El desarrollo teológico que se encuentra en los escritos paulinos parte del encuentro de Pablo con Cristo Resucitado: se trata de un encuentro con la Vida misma, con aquel que ha vencido definitivamente a la muerte. Un encuentro con el poder de Dios. Este encuentro supone una transformación tanto del pensar como del obrar de Pablo, pero una transformación que es iluminación, profundización, unidad, sentido. La fe se sitúa así en el corazón del edificio teológico de Pablo; es más, en el corazón de la misma existencia del hombre. Esa fe, don de Dios, no es mero punto de llegada de una reflexión o fruto de una confluencia de causas, sino un don. Gracias a esa fe, Pablo se abre a un modo nuevo de comprender la realidad de las cosas: Dios y su designio creador (himno de Efesios 1,3-14); la vocación del hombre y su llamada a dominar todo lo creado; la capacidad que el hombre tiene de conocer la naturaleza de las cosas y, por tanto, de contribuir a su perfeccionamiento “construyendo un orden” dentro del Orden divino, esto es, dentro de la razón creadora.
La fe de Pablo es fe en Cristo. Por tanto, Cristo es la clave hermenéutica definitiva. En Cristo se encuentra la primacía en el orden de la creación y en el orden de la reconciliación-pacificación (himno de Colosenses 1,15-20). Por eso, todo debe ser recapitulado en él, que es factor de unidad y fuente de vitalidad. Para que todo lo creado pueda hacer realidad su vocación es necesario que Cristo reine y que luego él entregue todo al Padre, para que Dios sea todo en todos. En Cristo vemos quién es el hombre: llamado a ser hijo y a ser familia de Dios (Iglesia). En Cristo vemos lo que significa dominar o gobernar como servicio, concretamente con su entrega en la cruz (himno de Filipenses 2,5-11). En Cristo vemos que hay una fuerza de destrucción que ha entrado en el corazón humano, a través del pecado, que debe ser destruida: porque es una fuerza que encierra en uno mismo y desune. Quien se deja dominar por el pecado, se convierte en poder para la destrucción, al servicio de esa fuerza de destrucción.

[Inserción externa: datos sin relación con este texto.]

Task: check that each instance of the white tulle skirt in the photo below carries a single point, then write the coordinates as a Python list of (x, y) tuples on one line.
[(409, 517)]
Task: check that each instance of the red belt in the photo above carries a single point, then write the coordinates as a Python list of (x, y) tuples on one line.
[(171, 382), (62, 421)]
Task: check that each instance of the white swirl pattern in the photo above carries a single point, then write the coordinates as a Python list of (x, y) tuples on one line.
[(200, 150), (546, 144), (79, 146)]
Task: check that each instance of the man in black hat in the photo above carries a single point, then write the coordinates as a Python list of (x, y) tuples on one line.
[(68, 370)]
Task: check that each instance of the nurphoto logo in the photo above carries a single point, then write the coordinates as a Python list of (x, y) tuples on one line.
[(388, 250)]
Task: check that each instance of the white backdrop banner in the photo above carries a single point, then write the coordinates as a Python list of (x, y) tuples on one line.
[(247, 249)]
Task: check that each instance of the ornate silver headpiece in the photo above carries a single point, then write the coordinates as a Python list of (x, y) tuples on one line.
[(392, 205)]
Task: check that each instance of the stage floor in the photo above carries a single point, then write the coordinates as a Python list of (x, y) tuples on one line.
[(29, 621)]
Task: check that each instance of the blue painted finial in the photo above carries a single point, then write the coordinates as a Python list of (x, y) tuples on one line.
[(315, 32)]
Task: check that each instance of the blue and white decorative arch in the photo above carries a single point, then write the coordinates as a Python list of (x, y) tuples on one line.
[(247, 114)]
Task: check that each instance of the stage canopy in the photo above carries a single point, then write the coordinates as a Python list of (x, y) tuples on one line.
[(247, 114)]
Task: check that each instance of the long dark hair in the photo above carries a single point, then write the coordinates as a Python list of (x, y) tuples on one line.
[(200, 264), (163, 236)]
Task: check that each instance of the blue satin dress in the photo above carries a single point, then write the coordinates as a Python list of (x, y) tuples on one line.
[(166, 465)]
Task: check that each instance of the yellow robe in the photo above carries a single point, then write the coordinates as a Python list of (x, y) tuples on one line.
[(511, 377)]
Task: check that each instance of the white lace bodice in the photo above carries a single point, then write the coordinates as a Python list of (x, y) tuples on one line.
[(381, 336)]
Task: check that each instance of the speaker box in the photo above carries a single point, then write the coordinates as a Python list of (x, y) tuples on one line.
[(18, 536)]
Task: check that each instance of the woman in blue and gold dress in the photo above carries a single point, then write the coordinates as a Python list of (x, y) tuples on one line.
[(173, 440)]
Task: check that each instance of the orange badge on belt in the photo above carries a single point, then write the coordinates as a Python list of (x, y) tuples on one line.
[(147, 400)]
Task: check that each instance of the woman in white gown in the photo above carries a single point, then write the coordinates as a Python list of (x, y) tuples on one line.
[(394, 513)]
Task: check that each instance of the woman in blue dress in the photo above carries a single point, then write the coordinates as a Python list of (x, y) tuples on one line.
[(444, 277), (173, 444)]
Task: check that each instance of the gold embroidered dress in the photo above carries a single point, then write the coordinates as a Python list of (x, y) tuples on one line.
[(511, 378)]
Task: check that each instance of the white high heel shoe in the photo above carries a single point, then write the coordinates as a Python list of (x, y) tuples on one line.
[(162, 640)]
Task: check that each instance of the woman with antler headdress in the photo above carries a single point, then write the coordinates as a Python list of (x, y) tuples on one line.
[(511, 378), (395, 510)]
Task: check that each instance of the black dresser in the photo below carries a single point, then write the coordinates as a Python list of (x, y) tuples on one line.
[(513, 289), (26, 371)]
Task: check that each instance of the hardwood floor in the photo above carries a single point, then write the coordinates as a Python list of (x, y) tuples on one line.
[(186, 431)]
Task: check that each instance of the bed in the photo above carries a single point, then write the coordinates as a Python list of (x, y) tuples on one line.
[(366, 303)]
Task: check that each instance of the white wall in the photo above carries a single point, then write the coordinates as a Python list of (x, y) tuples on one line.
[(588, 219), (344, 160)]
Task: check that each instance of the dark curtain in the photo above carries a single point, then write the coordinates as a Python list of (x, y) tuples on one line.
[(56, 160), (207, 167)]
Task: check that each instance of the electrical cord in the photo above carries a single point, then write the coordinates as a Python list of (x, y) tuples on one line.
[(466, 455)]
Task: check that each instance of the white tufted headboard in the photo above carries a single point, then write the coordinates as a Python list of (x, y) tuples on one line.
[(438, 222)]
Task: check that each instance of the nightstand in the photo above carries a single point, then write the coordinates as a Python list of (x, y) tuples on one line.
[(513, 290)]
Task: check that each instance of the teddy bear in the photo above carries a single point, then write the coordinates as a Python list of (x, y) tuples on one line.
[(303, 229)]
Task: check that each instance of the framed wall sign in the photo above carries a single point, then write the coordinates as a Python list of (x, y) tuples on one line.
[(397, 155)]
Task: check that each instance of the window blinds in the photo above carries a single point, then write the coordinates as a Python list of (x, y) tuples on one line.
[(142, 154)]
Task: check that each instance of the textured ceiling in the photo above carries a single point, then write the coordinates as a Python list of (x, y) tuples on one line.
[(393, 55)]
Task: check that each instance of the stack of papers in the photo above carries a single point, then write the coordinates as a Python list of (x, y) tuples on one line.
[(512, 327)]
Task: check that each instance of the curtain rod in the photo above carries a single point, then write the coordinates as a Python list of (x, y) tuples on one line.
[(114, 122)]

Para gobernar es necesario tener la mente de Cristo, revestirse de él. Toda autoridad viene de Dios y se ejercita como servicio, como misión: tener la mente de Cristo es concebir la propia vida como servicio. Esto es algo que todos los hombres tienen grabado en su corazón, y que todos pueden percibir en sus líneas generales, aunque uno no haya conocido a Cristo. Pero el pecado obstaculiza el verdadero conocimiento de Dios, de su diseño creador y de la propia identidad del hombre, de manera que en manos de esa fuerza de destrucción uno ni siquiera tiene poder sobre el poder que cree tener. Cristo libera de esta esclavitud y además de darnos a conocer el misterio de Dios, instruye y potencia, a través de su Espíritu, las facultades humanas y nos da dones especiales (carismas) para que podamos edificar la familia humana, poniendo al servicio de los demás lo que somos y tenemos.